Мать объяснила, как к ней попал сыр, и, поев, они оба задумались, что за чудеса произошли.
— А может, ты лечила его как-нибудь очень хорошо? — спросил сын.
— Да как обычно, — напрягая память, сказала мать, — Ну, лекарства выписывала, слушала, бюллетень выписывала… Что еще! Ну, улыбалась, подбадривала… Ничего больше, сын, — воссоздавая картину прошлого, заверила мать.»
И тогда сын подумал вслух:
— Значит, просто еще много добрых людей.
Вечером мать, лежа в кровати, пыталась всломнить, кем же был ее больной, но точно определить не могла. Вспоминала только почему-то одну фразу, брошенную больным, видимо, домработнице, когда уже выходила на лестницу: «Вы сегодня, Феклуша, цыпочку ощипите». «Как нежно», — усмехнулась тогда мать. «А теперь с фронта приехал, — тянула она цепочку размышлений. — Что у него здесь, родных- знакомых нет? Я ведь посторонняя, а лечила его — так это моя работа была… — И вдруг широко раскрыла глаза в темноте. — А ведь у него звездочки на ушанке не было, точно не было… Ну и что? Бывает, наверно, и так», — успокоила она себя.
Четыре дня ели ломтями швейцарский сыр, и мать рассказывала сыну о Швейцарии все, что знала. А знала она немногое.

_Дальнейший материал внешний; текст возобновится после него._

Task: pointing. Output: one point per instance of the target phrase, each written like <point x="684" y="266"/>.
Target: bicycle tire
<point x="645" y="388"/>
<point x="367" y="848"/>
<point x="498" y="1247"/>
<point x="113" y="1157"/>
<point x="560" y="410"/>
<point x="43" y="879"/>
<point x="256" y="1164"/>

Сыр, как и все на земле, кончился, и мать вновь стали одолевать мучительные мысли о поисках пищи. «Брат, скорей бы приехал брат!» — мечтала она, и облик брата возникал в воображаемом пару кипящих кастрюль, шипении жареных котлет, сухом треске разламываемых галет…

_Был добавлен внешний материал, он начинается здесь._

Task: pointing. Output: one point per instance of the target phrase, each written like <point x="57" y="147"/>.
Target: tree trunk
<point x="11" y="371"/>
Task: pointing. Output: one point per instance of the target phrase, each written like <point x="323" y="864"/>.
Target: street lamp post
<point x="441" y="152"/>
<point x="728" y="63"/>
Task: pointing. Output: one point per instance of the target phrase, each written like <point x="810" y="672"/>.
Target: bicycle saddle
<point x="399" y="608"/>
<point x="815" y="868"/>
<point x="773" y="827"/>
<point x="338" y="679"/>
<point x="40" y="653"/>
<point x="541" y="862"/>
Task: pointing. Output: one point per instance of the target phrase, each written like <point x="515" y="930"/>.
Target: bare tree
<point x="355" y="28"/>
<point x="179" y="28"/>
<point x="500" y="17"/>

Мать достала из шкатулки кольцо — свою последнюю драгоценность — и лихорадочно перебирала в памяти знакомых, которые могли бы помочь выгодно его обменять на продукты.
И в этот миг снова раздался стук в дверь. На пороге стоял румяный и оживленный Пашкулич.
— Ой, — воскликнула радостно мать, потому что связывала уже с его приходом надежды.
— Проходил я рядом, горемыка, дай, думаю, наудачу постучусь, авось добрым взглядом разживусь.
— Раздевайтесь, проходите, я чай сейчас согрею, — захлопотала мать.
— Чай — это хорошо, а к чаю мы что-нибудь накумекаем, — и Пашкулич выложил на стол пачку галет, пригоршню конфет «Мишка на Севере» и красную головку сыра.
— Ой, что вы! — покраснела по-девчоночьи мать.
Закипел чай, и все втроем сели за стол.
— Как здоровье ваше? — профессионально спросила мать.